The program pays for hourly Disneyland Resort employees to take vocational or language classes and to pursue bachelor’s and master’s degrees.
Disneyland Resort said the new contract will roll out affordable employee healthcare coverage for workers, their families and eligible dependents. One plan could have an employee contribution of as little as $6 a week for single participants.
The unions for Disneyland Resort workers have pushed Disney management especially hard over the last year or so, arguing that the Burbank media giant has the financial means to boost salaries and offer better benefits to staff.
The union commissioned a study that was released in February which showed 73% of employees questioned said they don’t earn enough to pay for such expenses as rent, food and gas. The study of workers at Disneyland and California Adventure Park also said that 11% of resort employees have been homeless or have not had a place of their own in the last two years.
Disney representatives called the study “inaccurate and unscientific.”

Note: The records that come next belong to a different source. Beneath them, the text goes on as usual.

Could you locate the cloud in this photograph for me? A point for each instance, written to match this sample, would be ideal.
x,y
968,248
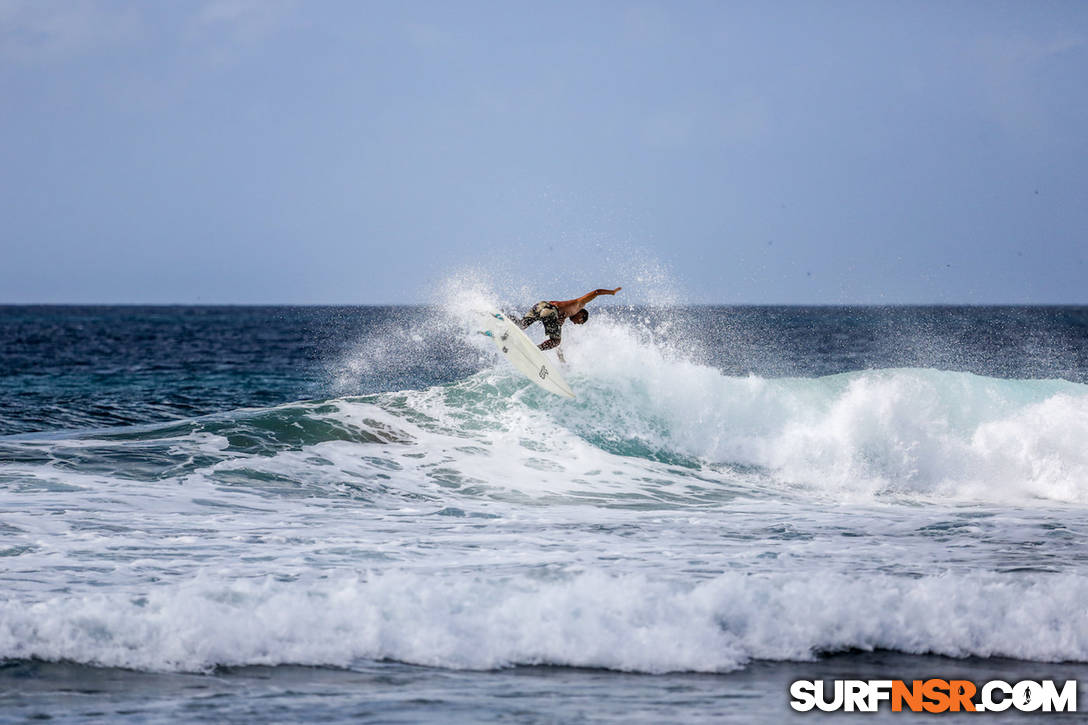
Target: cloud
x,y
226,29
33,32
1012,69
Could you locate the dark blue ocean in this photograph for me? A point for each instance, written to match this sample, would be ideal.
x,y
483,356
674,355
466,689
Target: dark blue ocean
x,y
362,514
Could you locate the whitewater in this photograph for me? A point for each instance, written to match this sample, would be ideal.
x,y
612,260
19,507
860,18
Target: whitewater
x,y
679,516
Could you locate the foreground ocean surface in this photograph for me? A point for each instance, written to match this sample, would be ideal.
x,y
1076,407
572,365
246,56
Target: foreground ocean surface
x,y
242,514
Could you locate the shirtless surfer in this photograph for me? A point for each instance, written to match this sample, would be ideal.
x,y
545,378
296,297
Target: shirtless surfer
x,y
554,314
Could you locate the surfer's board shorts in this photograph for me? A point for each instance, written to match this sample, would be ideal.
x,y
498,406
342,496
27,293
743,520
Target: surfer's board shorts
x,y
546,314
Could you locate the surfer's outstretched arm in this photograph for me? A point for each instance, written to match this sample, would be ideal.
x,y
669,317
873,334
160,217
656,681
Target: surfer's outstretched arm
x,y
589,296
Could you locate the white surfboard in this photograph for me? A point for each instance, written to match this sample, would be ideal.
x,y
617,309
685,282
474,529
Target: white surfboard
x,y
519,349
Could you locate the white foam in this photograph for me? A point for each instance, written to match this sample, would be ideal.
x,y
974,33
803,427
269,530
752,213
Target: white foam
x,y
593,619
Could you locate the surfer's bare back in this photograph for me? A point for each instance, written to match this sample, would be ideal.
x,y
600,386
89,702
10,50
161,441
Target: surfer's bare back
x,y
553,314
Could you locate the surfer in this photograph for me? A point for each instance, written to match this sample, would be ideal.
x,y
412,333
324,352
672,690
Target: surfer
x,y
554,314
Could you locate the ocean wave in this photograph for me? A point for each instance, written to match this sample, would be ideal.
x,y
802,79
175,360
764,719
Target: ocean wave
x,y
892,432
591,619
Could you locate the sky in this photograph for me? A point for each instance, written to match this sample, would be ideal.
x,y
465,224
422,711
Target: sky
x,y
263,151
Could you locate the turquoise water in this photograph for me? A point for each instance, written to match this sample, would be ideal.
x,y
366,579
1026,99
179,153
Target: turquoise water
x,y
255,513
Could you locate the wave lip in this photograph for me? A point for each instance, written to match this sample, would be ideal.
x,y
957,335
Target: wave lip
x,y
593,619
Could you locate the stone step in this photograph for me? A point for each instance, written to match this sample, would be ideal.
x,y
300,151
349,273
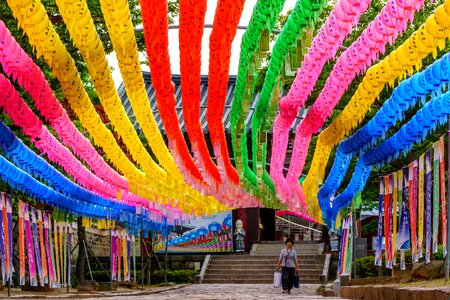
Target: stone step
x,y
259,272
254,281
302,242
268,277
310,264
265,257
272,253
262,266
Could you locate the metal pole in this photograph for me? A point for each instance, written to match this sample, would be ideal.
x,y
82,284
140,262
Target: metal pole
x,y
165,263
353,243
87,259
110,258
447,260
142,261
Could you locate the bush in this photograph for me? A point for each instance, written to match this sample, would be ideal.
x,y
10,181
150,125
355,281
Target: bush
x,y
365,266
99,276
175,276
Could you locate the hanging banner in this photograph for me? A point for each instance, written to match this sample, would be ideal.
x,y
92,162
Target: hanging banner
x,y
69,249
124,255
30,250
52,252
129,257
421,205
379,249
349,254
428,191
343,247
133,252
61,249
36,245
7,237
435,196
63,236
394,217
21,244
119,254
56,244
412,212
403,236
42,245
10,235
443,194
114,254
207,234
51,276
387,220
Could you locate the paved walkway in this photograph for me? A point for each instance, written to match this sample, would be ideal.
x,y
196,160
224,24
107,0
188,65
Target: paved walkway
x,y
231,291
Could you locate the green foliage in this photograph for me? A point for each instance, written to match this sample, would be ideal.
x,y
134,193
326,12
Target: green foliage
x,y
365,266
175,276
370,227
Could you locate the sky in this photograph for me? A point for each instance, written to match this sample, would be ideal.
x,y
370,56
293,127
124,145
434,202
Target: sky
x,y
209,19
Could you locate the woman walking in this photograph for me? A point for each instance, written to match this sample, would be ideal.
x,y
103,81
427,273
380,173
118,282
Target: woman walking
x,y
289,263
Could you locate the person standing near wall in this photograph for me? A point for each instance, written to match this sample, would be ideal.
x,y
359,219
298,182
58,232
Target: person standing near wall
x,y
289,265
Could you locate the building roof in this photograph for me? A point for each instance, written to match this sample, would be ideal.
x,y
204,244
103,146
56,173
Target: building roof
x,y
203,103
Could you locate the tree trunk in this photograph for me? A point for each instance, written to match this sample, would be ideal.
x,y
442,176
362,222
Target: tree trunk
x,y
81,261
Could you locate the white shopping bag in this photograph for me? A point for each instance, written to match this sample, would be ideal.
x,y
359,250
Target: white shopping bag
x,y
277,279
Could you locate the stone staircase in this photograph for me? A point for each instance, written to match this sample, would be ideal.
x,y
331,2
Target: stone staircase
x,y
259,265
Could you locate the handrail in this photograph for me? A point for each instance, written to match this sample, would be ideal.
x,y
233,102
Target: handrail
x,y
199,278
299,225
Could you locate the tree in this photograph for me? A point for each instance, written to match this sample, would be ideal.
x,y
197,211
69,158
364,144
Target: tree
x,y
52,10
370,193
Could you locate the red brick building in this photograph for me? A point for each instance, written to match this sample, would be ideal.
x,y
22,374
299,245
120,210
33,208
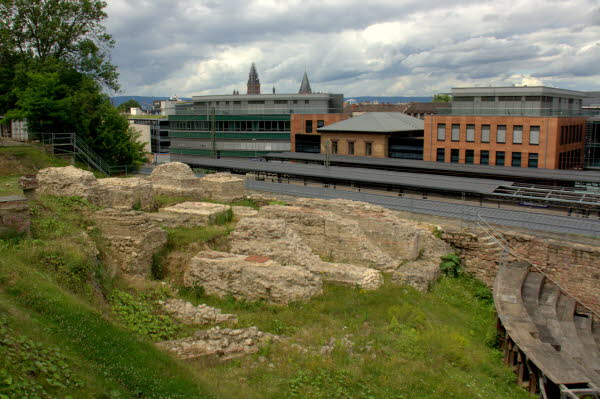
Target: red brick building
x,y
536,127
304,136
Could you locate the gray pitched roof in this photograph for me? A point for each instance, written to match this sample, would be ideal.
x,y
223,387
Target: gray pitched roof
x,y
377,122
305,86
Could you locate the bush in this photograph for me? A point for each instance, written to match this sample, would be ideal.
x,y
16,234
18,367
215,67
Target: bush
x,y
450,265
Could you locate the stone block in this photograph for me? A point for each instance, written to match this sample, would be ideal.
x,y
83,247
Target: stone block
x,y
131,241
128,193
244,277
222,187
273,238
14,215
189,214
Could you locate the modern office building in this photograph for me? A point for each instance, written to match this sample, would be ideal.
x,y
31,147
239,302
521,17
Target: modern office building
x,y
376,134
537,127
240,125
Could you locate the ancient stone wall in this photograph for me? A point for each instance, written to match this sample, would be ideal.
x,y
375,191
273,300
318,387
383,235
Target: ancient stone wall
x,y
573,266
131,241
14,215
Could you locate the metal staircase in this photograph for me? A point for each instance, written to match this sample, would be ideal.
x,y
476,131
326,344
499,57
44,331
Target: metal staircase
x,y
69,144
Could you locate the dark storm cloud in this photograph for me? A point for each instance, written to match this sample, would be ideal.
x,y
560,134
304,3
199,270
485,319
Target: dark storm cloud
x,y
356,47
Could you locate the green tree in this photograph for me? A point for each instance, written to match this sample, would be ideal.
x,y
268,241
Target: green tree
x,y
441,98
127,105
54,61
66,30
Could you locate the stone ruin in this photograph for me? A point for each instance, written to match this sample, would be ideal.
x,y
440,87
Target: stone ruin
x,y
129,193
275,239
189,214
218,344
131,240
14,215
175,179
250,277
178,179
189,314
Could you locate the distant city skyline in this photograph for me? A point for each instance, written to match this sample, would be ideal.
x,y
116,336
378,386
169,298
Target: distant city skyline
x,y
379,48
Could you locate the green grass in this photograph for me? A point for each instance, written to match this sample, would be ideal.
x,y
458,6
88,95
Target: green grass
x,y
407,344
56,283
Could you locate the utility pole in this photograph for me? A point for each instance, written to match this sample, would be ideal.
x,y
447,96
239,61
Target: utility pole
x,y
213,132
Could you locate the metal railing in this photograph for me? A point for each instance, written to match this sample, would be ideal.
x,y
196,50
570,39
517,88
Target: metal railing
x,y
507,250
72,145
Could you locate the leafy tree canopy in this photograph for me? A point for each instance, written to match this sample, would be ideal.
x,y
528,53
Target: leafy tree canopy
x,y
67,30
127,105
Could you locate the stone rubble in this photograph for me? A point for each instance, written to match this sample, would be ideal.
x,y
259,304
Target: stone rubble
x,y
68,181
250,277
189,214
222,187
131,240
240,212
129,193
175,179
14,215
273,238
202,314
220,344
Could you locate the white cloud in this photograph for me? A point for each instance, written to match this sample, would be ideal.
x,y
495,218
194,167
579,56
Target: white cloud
x,y
380,47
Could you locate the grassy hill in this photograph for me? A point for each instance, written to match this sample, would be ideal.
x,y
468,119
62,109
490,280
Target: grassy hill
x,y
69,330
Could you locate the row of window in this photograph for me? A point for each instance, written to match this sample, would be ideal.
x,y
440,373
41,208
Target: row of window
x,y
232,126
570,134
486,132
351,147
484,157
308,127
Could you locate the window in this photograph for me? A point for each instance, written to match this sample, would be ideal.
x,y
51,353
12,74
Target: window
x,y
484,158
501,134
509,98
463,98
516,160
469,156
532,161
485,133
517,134
455,132
534,135
308,126
471,133
500,158
454,155
441,131
441,155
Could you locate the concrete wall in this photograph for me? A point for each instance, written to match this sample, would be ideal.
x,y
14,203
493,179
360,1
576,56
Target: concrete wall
x,y
298,124
144,132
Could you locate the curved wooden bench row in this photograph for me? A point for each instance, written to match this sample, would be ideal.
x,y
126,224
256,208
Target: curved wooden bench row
x,y
532,317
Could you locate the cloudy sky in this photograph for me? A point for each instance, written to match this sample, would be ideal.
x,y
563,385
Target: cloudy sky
x,y
355,47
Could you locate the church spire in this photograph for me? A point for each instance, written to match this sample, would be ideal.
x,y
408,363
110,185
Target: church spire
x,y
253,81
305,86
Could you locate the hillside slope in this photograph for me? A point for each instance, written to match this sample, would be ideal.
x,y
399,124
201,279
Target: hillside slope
x,y
69,330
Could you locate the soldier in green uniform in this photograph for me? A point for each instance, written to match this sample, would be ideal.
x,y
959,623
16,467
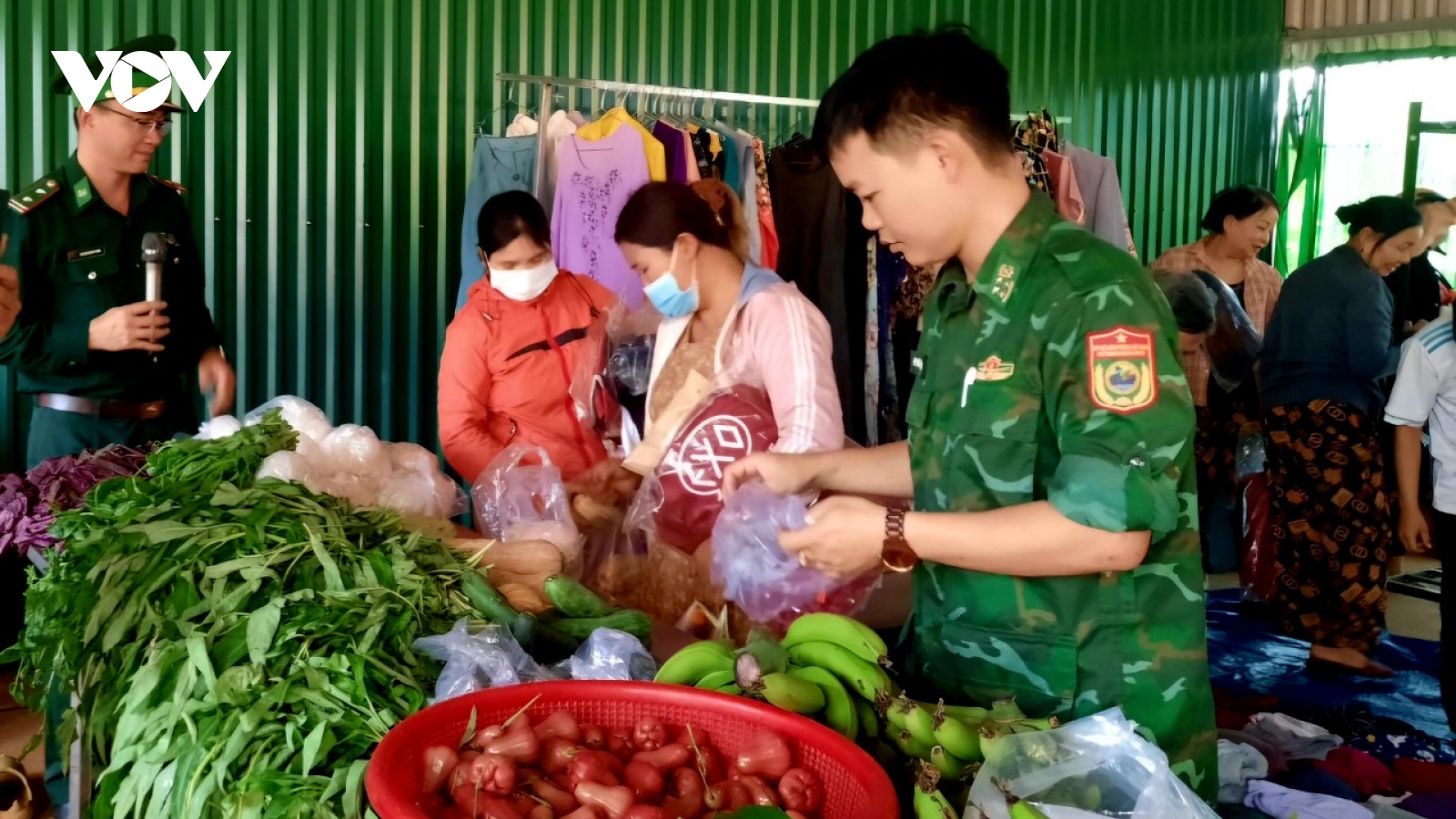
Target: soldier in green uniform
x,y
106,366
1053,533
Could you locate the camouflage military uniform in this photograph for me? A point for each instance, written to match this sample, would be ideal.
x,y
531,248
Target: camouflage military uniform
x,y
1055,376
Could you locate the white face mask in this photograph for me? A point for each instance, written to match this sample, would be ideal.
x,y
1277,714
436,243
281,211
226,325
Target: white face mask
x,y
523,285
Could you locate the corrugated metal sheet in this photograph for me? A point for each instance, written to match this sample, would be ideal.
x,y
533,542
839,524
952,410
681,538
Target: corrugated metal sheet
x,y
1353,26
328,167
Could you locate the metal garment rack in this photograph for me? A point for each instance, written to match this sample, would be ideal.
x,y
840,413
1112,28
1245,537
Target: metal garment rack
x,y
551,84
1417,128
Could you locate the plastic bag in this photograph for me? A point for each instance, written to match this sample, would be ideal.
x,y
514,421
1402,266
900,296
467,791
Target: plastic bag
x,y
303,417
517,501
286,467
475,662
220,428
761,577
611,654
1234,344
1249,458
682,500
1092,767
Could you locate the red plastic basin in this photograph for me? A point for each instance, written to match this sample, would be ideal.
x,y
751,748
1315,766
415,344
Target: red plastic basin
x,y
855,787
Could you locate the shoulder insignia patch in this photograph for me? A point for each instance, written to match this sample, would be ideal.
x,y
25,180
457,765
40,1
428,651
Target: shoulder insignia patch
x,y
26,198
1121,370
167,184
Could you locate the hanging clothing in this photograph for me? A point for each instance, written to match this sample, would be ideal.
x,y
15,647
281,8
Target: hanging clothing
x,y
596,181
1332,511
689,157
822,249
768,230
672,150
609,124
521,126
501,164
558,127
1101,196
1065,184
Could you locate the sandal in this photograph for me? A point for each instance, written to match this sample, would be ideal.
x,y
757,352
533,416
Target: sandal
x,y
15,789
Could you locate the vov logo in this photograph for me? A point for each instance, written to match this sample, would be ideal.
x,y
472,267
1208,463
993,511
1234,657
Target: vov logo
x,y
169,66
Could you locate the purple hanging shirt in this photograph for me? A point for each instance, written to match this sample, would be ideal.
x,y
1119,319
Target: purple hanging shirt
x,y
593,181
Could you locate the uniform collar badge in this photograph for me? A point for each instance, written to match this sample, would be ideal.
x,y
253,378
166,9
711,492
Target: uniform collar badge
x,y
1005,283
995,369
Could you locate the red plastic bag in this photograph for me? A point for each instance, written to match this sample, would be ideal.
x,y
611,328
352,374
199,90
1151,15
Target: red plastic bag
x,y
1257,571
681,501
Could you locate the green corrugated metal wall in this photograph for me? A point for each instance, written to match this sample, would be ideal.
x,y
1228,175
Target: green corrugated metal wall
x,y
328,167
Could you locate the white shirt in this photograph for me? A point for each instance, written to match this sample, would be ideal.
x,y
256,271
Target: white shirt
x,y
1426,395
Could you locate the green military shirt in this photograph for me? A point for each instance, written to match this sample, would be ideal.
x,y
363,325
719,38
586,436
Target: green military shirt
x,y
1055,376
76,259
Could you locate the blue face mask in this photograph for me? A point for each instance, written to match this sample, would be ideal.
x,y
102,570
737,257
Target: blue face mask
x,y
669,299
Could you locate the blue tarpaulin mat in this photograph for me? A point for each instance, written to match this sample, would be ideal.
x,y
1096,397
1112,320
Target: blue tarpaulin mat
x,y
1249,658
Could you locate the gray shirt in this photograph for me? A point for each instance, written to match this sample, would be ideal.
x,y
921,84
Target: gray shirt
x,y
1330,337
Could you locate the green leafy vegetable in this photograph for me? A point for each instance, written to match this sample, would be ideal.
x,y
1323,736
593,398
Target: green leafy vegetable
x,y
239,649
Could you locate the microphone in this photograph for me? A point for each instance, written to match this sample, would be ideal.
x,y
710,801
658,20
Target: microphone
x,y
153,251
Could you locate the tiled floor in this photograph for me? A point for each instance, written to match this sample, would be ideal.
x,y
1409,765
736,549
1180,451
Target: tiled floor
x,y
1407,617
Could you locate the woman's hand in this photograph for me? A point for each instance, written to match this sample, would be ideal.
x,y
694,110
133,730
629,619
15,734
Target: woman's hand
x,y
783,474
844,537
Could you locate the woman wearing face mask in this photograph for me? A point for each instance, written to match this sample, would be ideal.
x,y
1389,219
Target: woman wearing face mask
x,y
1325,350
728,319
1239,223
510,351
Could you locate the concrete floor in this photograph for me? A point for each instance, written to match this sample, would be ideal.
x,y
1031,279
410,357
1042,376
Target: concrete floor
x,y
1407,617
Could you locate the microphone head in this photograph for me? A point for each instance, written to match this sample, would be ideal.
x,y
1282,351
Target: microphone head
x,y
153,249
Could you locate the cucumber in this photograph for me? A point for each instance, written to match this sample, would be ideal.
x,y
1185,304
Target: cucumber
x,y
633,622
574,599
494,606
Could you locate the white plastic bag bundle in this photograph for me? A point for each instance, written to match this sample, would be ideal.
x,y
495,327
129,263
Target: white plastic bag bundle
x,y
306,419
220,428
1096,767
357,450
412,458
286,467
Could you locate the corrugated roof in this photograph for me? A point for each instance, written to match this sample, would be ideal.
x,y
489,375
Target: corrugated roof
x,y
1349,26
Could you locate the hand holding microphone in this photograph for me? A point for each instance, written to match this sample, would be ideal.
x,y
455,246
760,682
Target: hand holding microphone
x,y
137,327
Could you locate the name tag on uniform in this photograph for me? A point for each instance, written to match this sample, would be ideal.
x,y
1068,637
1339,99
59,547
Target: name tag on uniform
x,y
87,254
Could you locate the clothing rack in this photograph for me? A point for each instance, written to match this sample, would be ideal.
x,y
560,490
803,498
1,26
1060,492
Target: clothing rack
x,y
550,84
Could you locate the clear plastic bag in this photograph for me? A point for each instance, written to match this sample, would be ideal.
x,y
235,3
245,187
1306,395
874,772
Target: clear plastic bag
x,y
516,500
761,577
682,499
220,428
1092,767
303,417
611,654
490,658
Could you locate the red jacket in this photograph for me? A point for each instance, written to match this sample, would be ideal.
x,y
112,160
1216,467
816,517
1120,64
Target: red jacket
x,y
506,376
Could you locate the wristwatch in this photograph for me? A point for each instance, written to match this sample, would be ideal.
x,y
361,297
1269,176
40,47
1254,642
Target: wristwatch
x,y
897,555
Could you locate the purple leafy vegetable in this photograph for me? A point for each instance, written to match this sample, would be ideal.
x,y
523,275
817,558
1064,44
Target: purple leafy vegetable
x,y
28,503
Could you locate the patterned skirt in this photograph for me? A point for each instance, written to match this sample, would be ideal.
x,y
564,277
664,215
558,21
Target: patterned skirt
x,y
1331,523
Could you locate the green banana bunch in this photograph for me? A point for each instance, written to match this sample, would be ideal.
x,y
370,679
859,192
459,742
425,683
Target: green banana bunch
x,y
839,630
761,654
1005,719
696,662
929,802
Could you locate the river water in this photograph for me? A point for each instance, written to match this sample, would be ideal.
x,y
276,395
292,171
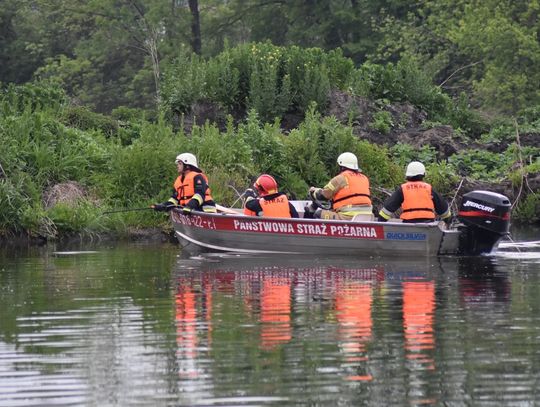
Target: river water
x,y
144,324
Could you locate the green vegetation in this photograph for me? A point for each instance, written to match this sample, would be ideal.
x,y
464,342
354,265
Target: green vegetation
x,y
125,159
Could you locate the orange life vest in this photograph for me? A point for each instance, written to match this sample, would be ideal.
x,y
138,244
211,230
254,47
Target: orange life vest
x,y
355,193
277,207
185,187
249,212
417,201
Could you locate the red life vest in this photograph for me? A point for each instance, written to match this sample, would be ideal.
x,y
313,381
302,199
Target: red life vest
x,y
355,193
417,201
185,187
277,207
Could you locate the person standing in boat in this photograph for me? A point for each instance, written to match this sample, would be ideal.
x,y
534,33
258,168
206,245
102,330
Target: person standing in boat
x,y
190,190
349,192
265,200
419,202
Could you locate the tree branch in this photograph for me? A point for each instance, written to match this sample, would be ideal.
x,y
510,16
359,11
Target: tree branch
x,y
457,70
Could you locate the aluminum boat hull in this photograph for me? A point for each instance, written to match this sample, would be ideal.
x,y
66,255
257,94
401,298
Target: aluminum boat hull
x,y
245,234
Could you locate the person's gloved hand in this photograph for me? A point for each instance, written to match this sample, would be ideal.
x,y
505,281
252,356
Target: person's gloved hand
x,y
249,194
163,207
186,210
448,221
159,207
313,193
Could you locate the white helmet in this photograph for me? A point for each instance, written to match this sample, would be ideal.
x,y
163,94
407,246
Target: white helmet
x,y
348,160
415,168
187,158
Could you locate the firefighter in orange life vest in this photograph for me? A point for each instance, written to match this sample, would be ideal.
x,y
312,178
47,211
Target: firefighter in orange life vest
x,y
191,190
349,192
417,199
267,201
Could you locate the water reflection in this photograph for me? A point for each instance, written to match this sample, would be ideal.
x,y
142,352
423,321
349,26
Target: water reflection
x,y
144,326
353,313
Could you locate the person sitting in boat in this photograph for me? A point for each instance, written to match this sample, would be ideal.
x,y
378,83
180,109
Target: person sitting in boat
x,y
349,192
190,190
267,201
418,200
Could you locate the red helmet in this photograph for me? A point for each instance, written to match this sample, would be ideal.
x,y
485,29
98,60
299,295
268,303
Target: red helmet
x,y
266,184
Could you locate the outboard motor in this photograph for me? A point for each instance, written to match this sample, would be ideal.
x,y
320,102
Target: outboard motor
x,y
486,216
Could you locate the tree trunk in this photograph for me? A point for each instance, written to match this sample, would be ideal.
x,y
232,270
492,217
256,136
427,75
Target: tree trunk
x,y
195,26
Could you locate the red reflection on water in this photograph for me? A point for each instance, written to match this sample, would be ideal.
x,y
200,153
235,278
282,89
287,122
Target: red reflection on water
x,y
353,308
186,323
353,311
275,312
418,310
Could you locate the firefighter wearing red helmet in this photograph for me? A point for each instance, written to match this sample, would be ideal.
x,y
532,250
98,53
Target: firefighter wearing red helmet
x,y
266,200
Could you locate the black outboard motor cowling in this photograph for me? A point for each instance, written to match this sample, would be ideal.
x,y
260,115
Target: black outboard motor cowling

The tactics seemed to have paid off.
Unions representing nearly 10,000 workers at the Disneyland Resort voted in July in favor of a three-year contract that raised hourly wages by as much as 20% immediately and an additional 13% in January.
Under that agreement, candy makers, custodians, retail workers, attraction operators and others received an immediate increase in the minimum hourly rate to $13.25 from $11. The wage jumps to $15 starting in January, three years before California’s minimum wage is scheduled to reach that level. An increase to $15.50 an hour is slated for June 2020.
But the union has turned to other tactics besides contract negotiations to push for higher salaries.
This year, union members also collected about 20,000 signatures to place a measure on the Nov. 6 ballot in Anaheim that requires all large hospitality companies that accept a tax subsidy to pay a living wage.
Union leaders say the measure, if passed by a majority of voters, applies to the Disneyland Resort because it is benefiting from a 1996 bond agreement approved by Anaheim to build a six-story resort parking garage. Business leaders in Anaheim say the measure does not apply to the resort.
If the measure is passed, the wage increases called for in the initiative would supersede the union contracts of those companies in Anaheim that accept a tax subsidy. In all, Disneyland Resort has about 30,000 employees.